OK THIS IS MY FIRST TIME TO REALLY GET INTO THE WHOLE "what you put into your body thing from an herbal level". I will document the difference between my symptoms from the first treatment to see if there is any difference. I don't think it can hurt except for the $$$$$$ I spent. And I promise to not wear Birkenstocks and let the hair grow under my arm pits....it is going to fall out anyway so I don't have to worry about that one. I am sorry for the Hippie profiling, but I was never into that 60's thing anyway! Yes...I like TIM TEBOW!!!!
Tonight we went to Seven Monks downtown for dinner. I admit I did pig out....braised veal shank, wine, an incredible chocolate chip ginger cookie with MOOMER'S ice cream.......
AND TWO XANEX before I went to bed!
"The Lord is my Shepard, I shall not want ...."
Goodnight Moon!
Work at Brick Packaging
I probably should QUIT...it is not healthy for me, even though I like working. . .
Monday, April 9, 2012
1000 Things
It is 3:35AM Monday morning...I have 1000 things to do before Wednesday and the second round of SUPER VITAMINS at Dr. K's. 1000 things....notes and thank you cards, continue to put away Christmas and organize my Hobby room, finish filing the 2011 and 2010 tax information away (about time for 2010...it has been sitting on the study floor for over a year now), make new files and continue cleaning out the file cabinet in the study, start to clean out the filing cabinets in the basement with all of the old Brick Container paperwork that we can finally throw away after ten years,go through the ten bins of pictures of my life and my family's life for the past 31 years....hmmm I am out of time already. I pray that I can get all these things done in 1000 days...just about 3 years...
I can not rub my head because every time I do, my hair falls out! Fortunately it doesn't hurt!
I am going to be really PISSED if I lose my eyebrows...after my breasts and feet, they are the next prettiest feature. I have...(my eyelashes are one of the worst, so if they go I will just get some falsies!)
My friend Meganne McC took pictures of my hair that I have now with Maggie and the hair that she has now...just as short. They say you start to look like your dog...well we match. Pictures soon!
Friday, April 6, 2012
Good Friday's Loss
Today was spent in reverence to our Lord.....Good Friday services at St.
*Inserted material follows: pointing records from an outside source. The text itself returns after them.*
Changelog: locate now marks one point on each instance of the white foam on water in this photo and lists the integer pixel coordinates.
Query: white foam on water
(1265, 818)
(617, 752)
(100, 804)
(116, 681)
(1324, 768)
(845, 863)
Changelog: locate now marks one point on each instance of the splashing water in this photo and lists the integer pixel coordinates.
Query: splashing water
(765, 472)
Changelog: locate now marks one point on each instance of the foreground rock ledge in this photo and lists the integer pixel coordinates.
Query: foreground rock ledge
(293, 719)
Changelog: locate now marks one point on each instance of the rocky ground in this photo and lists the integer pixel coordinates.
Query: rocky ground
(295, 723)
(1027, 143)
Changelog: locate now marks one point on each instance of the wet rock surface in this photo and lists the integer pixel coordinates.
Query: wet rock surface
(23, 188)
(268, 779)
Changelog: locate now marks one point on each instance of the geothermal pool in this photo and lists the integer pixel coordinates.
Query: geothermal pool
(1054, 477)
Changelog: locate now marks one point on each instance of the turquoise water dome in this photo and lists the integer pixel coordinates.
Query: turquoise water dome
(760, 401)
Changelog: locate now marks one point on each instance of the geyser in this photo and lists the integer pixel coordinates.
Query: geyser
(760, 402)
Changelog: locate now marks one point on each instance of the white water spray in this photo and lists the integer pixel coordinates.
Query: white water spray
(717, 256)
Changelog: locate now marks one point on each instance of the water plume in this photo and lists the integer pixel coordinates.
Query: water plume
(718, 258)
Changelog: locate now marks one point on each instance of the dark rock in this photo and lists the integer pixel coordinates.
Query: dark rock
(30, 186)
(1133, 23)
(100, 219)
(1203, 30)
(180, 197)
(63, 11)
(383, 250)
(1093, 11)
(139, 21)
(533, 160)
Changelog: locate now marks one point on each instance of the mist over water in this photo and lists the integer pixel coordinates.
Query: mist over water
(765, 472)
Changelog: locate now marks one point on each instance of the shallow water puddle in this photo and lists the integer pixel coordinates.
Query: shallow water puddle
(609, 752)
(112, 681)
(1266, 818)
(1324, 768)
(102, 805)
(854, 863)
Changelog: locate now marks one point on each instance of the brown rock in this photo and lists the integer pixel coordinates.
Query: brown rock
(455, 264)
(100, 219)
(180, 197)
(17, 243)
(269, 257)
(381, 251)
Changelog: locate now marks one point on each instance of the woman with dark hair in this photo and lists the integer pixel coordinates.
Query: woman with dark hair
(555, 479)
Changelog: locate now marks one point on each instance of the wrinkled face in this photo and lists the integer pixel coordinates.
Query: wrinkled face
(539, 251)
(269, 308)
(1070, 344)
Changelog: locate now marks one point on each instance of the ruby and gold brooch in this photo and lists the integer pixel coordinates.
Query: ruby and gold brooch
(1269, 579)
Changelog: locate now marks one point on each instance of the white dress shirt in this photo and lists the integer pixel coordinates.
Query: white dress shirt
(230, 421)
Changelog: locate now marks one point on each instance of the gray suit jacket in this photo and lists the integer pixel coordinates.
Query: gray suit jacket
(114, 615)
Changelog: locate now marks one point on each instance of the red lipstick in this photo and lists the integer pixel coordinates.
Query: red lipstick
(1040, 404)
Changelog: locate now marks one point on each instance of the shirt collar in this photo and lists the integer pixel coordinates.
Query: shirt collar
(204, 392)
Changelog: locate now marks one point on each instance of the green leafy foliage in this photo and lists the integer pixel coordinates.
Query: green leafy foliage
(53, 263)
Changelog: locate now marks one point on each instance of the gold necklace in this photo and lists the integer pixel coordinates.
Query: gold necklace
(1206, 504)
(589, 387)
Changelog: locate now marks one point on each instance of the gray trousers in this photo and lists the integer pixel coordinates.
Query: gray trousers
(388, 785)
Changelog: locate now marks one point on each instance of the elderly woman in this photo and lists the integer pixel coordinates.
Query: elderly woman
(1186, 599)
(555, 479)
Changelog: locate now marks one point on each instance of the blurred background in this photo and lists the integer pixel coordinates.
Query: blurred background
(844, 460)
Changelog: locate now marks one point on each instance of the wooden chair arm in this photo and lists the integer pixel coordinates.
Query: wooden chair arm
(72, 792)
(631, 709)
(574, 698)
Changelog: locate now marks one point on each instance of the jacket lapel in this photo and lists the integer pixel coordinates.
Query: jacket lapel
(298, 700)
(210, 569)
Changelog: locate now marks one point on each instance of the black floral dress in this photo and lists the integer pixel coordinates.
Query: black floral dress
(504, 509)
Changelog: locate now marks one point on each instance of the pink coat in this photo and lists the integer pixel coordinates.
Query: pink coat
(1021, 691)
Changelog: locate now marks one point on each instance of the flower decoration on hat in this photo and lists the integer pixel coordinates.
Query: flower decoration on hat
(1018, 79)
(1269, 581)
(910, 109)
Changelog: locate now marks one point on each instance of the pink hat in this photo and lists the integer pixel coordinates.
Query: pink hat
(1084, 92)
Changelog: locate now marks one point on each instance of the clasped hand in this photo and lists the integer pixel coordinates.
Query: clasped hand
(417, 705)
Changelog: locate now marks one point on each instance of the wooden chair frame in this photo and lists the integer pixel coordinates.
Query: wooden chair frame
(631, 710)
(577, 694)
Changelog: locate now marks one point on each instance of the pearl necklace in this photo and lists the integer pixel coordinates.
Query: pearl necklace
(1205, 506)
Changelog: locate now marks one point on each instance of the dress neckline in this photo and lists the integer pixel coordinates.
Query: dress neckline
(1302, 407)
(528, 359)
Joe's with Father Thome who makes any Mass, although today is the only day of the yearning the Catholic Church there is not a mass...we a
L read the Passiom together, then venerated And kissed the Cross.....
Jessica (Jack's GF) and I met BB, Halee, Peter and Blake at the theater to watch "The Hunger Games".....which I was totally unprepared for! Good thing I stuck a small bottle of rum ( I knew that is what BB likes, so yes I am blaming it on her ) in my purse for our $18 pop and popcorn! I have to say though....I rant to read all of the books now. So I hope my daughter pops the first one in the mail to me soon,
I came home from dinner at the Elks, and wondered what was all over my black jacket? Lots of little white things...
I can pick the hairs off my head by the handful....tomorrow I will shave my head for real...I will be totally humbled by Easter...I am reading at Church on Sunday...now the use of the Wig will be for real....
And yet this week I witnessed so many people that have it so much worse than I do...their burdens so much heavier...
I am blessed to be where I am right now...and God will see me through this...His will, not mine.
And I will wear my NEW PINK WIG to Chemo this Wednesday...5 more days of feeling good ahead!